Itu pertanyaan kritisnya, namun anak – anak perlu ketahui bahwa dalam konteks penulisan sastra (cerpen, novel, drama) ada prinsp license et politica, artinya kebenaran yang sebenarnya hanya ada pada sang penulis. Jadi dianggap sah dan wajar selama keseluruhan karya tersebut bisa diambil maknanya (tersirat atau pun tersurat).
Intinya adalah dalam cerpen ini secara umum menggunakan makna lugas, namun di beberapa bagaian ada makna kias. Untuk memahami keseluruhan cerpen seorang pembaca kritis atau kritikus sastra perlu memahami terlebih dahulu diksi yang bermakna kias tersebut.
Kelemahan
Tidak ada karya yang sempurna, demikian juga dengan cerpen yang ditulis oleh pak Carlos, mantan jurnalis yang kini menjadi guru di Manokwari Papua Barat ini. Namun kekurangan yang dimaksudkan dalam konteks ini hanya dilihat dari unsur pembaca dan bersifat subjektif.
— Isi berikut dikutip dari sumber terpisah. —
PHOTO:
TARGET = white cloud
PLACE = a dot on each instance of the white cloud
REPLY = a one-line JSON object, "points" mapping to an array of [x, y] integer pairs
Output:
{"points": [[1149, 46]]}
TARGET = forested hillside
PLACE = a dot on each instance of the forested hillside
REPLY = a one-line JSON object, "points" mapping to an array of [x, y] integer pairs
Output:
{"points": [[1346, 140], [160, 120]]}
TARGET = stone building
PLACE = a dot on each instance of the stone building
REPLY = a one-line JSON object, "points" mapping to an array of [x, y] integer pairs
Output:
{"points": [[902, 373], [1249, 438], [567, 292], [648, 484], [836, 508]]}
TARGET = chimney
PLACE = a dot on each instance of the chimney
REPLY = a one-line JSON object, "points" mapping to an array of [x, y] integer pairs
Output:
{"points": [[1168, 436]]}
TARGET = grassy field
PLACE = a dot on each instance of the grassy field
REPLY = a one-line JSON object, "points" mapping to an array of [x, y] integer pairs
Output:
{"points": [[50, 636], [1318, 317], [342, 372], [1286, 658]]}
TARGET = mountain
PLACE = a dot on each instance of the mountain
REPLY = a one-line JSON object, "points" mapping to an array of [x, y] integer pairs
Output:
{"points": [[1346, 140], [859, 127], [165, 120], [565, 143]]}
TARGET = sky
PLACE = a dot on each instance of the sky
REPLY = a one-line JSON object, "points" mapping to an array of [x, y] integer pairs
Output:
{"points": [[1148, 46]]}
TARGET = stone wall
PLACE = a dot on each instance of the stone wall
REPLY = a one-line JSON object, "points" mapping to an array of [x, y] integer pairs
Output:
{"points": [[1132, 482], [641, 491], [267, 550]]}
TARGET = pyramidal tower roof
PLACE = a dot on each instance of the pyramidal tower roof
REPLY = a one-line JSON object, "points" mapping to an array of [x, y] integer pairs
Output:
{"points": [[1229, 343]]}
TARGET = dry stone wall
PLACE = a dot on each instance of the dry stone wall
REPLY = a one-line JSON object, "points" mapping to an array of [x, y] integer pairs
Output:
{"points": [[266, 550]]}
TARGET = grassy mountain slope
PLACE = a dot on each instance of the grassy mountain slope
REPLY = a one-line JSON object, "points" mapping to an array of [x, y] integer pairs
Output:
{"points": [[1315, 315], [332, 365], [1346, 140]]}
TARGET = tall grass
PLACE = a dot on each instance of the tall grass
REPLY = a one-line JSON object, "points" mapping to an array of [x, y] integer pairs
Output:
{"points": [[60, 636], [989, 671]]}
Kebenarannya hanya pada sang penulis, prinsip license et politica.
Kelemahan yang dimaksudkan ialah pilihan kata kias yang digunakan cenderung spesifik, misalnya penyebutan bilik bumi untuk kamar atau ruangan yang lain.
Jika mayoritas kata - kata yang digunakan bersifat spesifik dan kias maka akan sangat sulit bagi seorang pembaca untuk mendekati pemahaman sang penulisnya. Minimal memahami pesan tersirat dan tersurat dari cerpen tersebut.
Kelebihan
Pencinta buku dan penikmat sastra setelah membaca cerpen ini setidaknya ada dua hal yang bisa dilakukan.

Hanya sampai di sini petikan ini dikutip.